BATTISTI: Explicitly examining the mechanisms and processes that yield variations in climate would take more computational power than I for one can fathom, even if we looked at only a subset of the system. I think what we should try for is determining the sensitivity of the simulated climate variability to the parameterization schemes for the unresolved physics. That sensitivity is likely to be a strong function of model resolution.
SARACHIK: You know, it seems to me that we should start concentrating on the signal rather than the noise. Some of the variability we've been talking about is undoubtedly scientifically interesting, but it's relatively local. It seems to be bounded by something on the order of one-third or one-half of a degree of temperature. My inclination is to look at longer time scales, something like 1000 years, and a signal big enough to be called climate change.
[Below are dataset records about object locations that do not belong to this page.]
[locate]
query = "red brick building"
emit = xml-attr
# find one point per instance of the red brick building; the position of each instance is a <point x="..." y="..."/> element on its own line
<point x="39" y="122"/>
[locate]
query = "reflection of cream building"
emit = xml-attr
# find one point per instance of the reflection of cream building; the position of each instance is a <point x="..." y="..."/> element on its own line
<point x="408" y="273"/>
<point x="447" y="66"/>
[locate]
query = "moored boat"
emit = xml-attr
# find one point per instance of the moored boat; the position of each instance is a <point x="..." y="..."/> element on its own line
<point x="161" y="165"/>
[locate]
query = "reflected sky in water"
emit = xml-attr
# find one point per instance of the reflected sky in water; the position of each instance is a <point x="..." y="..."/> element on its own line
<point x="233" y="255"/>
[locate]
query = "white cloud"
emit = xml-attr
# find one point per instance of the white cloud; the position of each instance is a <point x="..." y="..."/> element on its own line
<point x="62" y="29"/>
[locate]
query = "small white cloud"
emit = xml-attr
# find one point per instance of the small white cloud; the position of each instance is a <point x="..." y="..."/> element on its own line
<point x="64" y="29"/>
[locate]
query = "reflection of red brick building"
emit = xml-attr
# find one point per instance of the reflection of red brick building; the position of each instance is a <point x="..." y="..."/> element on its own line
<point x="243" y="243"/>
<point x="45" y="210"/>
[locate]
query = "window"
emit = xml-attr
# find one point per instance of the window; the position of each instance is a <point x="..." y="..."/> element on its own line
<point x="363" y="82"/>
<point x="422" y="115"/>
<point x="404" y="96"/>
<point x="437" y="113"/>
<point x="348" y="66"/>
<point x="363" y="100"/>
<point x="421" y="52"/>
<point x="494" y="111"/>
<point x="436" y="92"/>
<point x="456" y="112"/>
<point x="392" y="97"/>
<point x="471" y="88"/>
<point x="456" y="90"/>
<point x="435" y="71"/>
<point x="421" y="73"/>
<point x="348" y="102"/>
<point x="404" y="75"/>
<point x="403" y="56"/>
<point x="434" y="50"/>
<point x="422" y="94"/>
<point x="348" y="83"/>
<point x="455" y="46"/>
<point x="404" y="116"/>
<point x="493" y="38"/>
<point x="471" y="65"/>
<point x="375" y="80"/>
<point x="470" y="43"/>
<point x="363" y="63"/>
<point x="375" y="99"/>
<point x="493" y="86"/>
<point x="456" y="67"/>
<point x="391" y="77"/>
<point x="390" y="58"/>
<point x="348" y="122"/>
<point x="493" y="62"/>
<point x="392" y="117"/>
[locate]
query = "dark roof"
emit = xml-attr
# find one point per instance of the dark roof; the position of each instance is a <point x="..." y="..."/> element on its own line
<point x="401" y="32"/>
REIFSNYDER: I'd like to take philosophical issue with your statement that models are used to test hypotheses. I'd say that models are simply functional expressions of hypotheses, and any meaningful testing must involve independent data sets. Testing against data used in the specification of the model, or against general phenomena, won't tell you anything about predictive power.
BATTISTI: Well, that's true. The solution to a model is really the solution to a set of equations. But what worries me is the possibility that the results of complex, numerical GCMs will be used to build hypotheses of how model phenomena come about, without adequate attention to whether those phenomena appear in the observational or proxy data bases. I'd rather see models used to test hypotheses about the mechanisms responsible for observed phenomena. That is, we should be testing our understanding of a phenomenon, not defining one.
LINDZEN: I think that our interest has traditionally been signal detection—greenhouse warming, for instance. That implicit search for something dramatic worries me. I think we should be equally concerned with the constraints on detectable phenomena provided by the data themselves.
LEVITUS: It seems to me essential that we understand decadal-scale variability better before we can go on to longer time scales or develop better models. First we have to be able to parameterize the processes better and to understand the system on shorter time scales.
WEAVER: The people who complain that this or that process hasn't been included in a model seem not to understand that you can't possibly do a systematic analysis by putting everything in at once.
RIND: A propose of some comments by both Dave and Ed, I'd like to mention again that the NSF/NOAA ARRCC—Analysis of Rapid and Recent Climate Change—program is currently working on reconstructing the big climate changes over the past 1000 years, which includes two cold periods and one warm. We want to put together a worldwide picture of how the climate then compares with today's, and ultimately see whether models can reproduce it.
MARTINSON: Jerry, I just wanted to add that I'm glad you emphasized that it's almost impossible to evaluate the role of sea ice in long-term changes when a model has prescribed flux corrections, since in reality so much of that flux is driven by sea ice itself.